Few products these days are revolutionary, which means that companies need to be innovative in every aspect of their business in order to keep one step ahead. This is even more so for companies that want to compete in the regional and global arena.
Why go regional/ global?
- .Domestic markets may be well penetrated; share and revenue growth is now static or even declining.
- Foreign markets are growing, developing, showing attractive potential
- Competitors are investing in new overseas opportunities
- Customers are expanding globally and expecting their domestic partners to follow
- Foreign partners offer attractive capabilities, technologies, market access.
- Costs and regulatory pressures are lower in countries that want to attract foreign direct investment.
The process used to develop products for international markets is similar to that for domestic markets. The major difference is the increased requirement to analyse a product’s suitability for launch as several countries maybe targeted as opposed to one.
Your process for international product development should include:
Make sure you use all resources available to you both internal and external for new idea generation. Get everyone involved from employees, R&D, competitors, customers, sales personnel and distributors through to external experts. Ideas for new product may include:
- Neglected Niches: In any industry there will be several niches that for some reason have been unattractive to bigger players or perhaps aren’t served at all.
- Policy Changes: A change in government policy can create a new market overnight.
- A New Approach: Is it possible to deliver the same product/service but in a different way that is more convenient and saves time?
- Look At The Calendar: What are the significant holidays through the year in the countries you want to enter? Can you capitalise on them with a special offer? Can you come up with a special limited edition of your product, tied to the holiday?
- Look For Problems And Needs: There is a plethora of information available to us today – use it to find out what leads/ customers in the news markets need and what problems they are struggling with.
Develop tough criteria to test ideas for their suitability in all target regions or countries so opportunities and any country specific restrictions are not missed. What will work wonders in one country might not make it off the starting blocks in another. Also remember to assess the level of adaptation needed for the product to be accepted in each market. Decide whether the market requires your company to standardize or adapt your products to the market.
Establish criteria to measure launch success and failure and link these to your target markets. You should also make provision for contingencies and unexpected events that might just occur.

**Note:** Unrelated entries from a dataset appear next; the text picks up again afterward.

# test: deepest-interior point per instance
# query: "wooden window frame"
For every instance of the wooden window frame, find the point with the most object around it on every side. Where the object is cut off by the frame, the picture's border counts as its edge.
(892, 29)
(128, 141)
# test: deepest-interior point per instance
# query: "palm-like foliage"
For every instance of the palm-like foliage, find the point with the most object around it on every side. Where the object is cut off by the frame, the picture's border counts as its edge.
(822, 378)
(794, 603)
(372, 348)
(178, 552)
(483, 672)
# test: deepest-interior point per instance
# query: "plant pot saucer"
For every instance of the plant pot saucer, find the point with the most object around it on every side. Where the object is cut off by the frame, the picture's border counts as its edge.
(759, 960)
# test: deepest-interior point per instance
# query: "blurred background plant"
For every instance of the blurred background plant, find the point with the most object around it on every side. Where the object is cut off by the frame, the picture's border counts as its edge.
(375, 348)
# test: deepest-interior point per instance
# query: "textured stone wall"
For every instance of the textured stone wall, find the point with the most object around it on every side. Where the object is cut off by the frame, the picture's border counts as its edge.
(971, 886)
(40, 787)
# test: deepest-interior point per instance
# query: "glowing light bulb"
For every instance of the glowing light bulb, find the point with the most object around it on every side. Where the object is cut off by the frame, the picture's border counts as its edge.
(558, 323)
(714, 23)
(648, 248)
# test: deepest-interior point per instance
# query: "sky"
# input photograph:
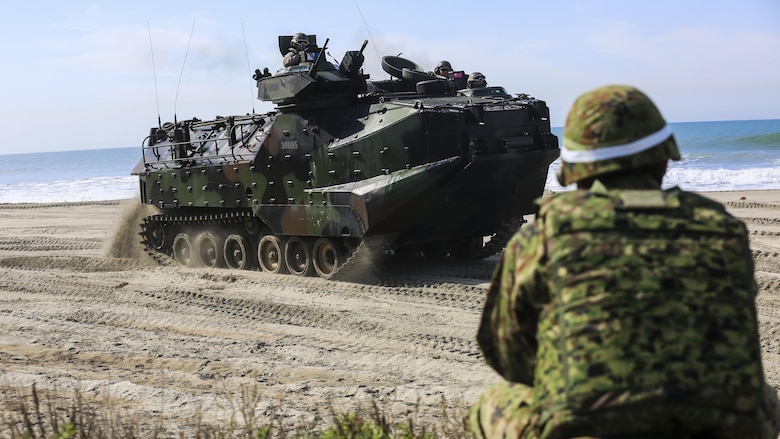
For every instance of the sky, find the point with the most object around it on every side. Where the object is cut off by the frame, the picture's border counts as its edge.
(96, 74)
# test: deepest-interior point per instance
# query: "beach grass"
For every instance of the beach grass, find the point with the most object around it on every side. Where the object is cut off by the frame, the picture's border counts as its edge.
(29, 413)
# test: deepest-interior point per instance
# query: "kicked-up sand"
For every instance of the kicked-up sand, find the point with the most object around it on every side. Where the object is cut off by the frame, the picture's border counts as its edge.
(84, 309)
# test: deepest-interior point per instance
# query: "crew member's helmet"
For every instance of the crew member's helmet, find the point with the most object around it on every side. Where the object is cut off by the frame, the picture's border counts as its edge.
(476, 80)
(445, 65)
(299, 41)
(613, 128)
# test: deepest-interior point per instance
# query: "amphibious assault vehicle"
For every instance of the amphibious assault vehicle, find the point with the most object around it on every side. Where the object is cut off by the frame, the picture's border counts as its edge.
(406, 164)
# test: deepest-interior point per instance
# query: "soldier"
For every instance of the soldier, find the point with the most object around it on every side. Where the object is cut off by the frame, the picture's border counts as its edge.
(298, 45)
(443, 68)
(477, 80)
(624, 309)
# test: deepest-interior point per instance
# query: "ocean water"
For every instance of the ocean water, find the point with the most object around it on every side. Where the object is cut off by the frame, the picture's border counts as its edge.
(716, 156)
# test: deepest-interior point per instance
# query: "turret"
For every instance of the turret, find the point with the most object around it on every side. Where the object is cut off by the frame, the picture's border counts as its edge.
(314, 82)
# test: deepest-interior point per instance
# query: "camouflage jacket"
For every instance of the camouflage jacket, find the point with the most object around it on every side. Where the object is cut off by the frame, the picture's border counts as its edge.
(629, 296)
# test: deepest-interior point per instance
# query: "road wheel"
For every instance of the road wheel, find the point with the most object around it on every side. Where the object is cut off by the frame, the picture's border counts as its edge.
(182, 250)
(297, 255)
(210, 247)
(269, 255)
(328, 257)
(236, 255)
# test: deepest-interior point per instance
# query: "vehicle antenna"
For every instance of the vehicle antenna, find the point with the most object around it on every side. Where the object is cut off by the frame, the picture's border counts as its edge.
(154, 72)
(248, 68)
(369, 34)
(176, 99)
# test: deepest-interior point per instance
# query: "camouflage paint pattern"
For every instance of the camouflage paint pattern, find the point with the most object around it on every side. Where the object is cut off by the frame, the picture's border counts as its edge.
(610, 116)
(625, 311)
(343, 159)
(385, 167)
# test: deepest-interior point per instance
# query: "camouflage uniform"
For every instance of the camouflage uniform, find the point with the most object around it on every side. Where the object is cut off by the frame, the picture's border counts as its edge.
(298, 45)
(624, 309)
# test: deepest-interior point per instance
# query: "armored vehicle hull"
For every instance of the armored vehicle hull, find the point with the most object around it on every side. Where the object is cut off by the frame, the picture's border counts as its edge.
(410, 167)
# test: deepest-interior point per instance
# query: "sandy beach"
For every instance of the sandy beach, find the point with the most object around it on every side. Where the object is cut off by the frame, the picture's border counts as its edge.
(83, 308)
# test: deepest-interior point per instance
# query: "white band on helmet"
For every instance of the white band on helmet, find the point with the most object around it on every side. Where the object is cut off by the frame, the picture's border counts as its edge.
(611, 152)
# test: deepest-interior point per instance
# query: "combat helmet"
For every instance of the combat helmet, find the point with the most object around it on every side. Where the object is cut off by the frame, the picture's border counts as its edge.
(613, 128)
(442, 64)
(476, 76)
(298, 39)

- The product must meet a market’s needs better than the competition and customer alternatives (your product strategy needs to be right)
- The product must be taken to market through competitive routes to market (you need a viable, volume go-to-market strategy and ability to execute in a way that drives sales growth)
- The product must be rock-solid, high-quality and actually deliver the value promised so customers actually get the benefits they’re seeking
- The pre-launch market conditioning must create enough awareness and “buzz” with both prospective customers and sales channels that this new product is coming to enable the product to gain enough early mindshare and traction that leads to both actual “proof” and “social proof” that the product is ready for the market.
All relevant functions from production to design should be involved in the product development process. Whether in-house or external R&D is used, it’s important that key management has easy access to the technology experts. It might also be practical if R&D were located close to your key target markets.
Test Your Market
The test area must be representative of your key target markets if the results are to be trusted. Infrastructure for market research, advertising and distribution will need to be established and you should remember to consider how your competitors may respond in your test market and globally. In order to test your target market , you need to:
- Ask the Right Questions: As a first step to determining the potential market for your product or service, you want to focus on asking the right questions about your company and your products.
- Google It :While it may seem obvious, using Google and other search engines can be an effective way to gauge the potential market for your idea and whether or not you’ll be facing competition.
- Collect Feedback: Getting direct feedback via surveys or interviews and product testing can be another very effective way to gauge interest in your product or service. It will prevent your company from making very costly mistakes.
- Sell Something, Anything: The most valuable feedback you can get is whether someone, regardless of what they tell you, will actually hand over money for it.
Depending on your budget, prepare a launch plan for either sequential launches where your primary focus is on lead markets or for a simultaneous launch where all countries are entered at the same time. Be ready for your competitors to react. If they are serious players they will not give up their slice of the market without a challenge.
Protect Your Competitive Advantage
Think about your competitor’s ability to copy and launch similar products. You should protect your Intellectual Property by taking out patent protection. Establishing a licensing agreement could also protect your position by enabling fast widespread distribution of your product on a regional or even worldwide basis.
Firms can increase their international competitiveness by:
•Rationalisation of output to get rid of high cost plants
•Relocating to places where labour costs are lower
•Process and product innovation
•Incorporating the latest technology into investment
•Sourcing from abroad where appropriate
•Seeking out new market opportunities
•Improving relationships with suppliers and customer
Timing Is Everything
Finally, timing is critical for new market entry and internationalisation to succeed. Get it right and you’ll be able to fully exploit opportunities or competitor weaknesses in regional or global markets. Get the timing wrong and your company could pay for it for a long time.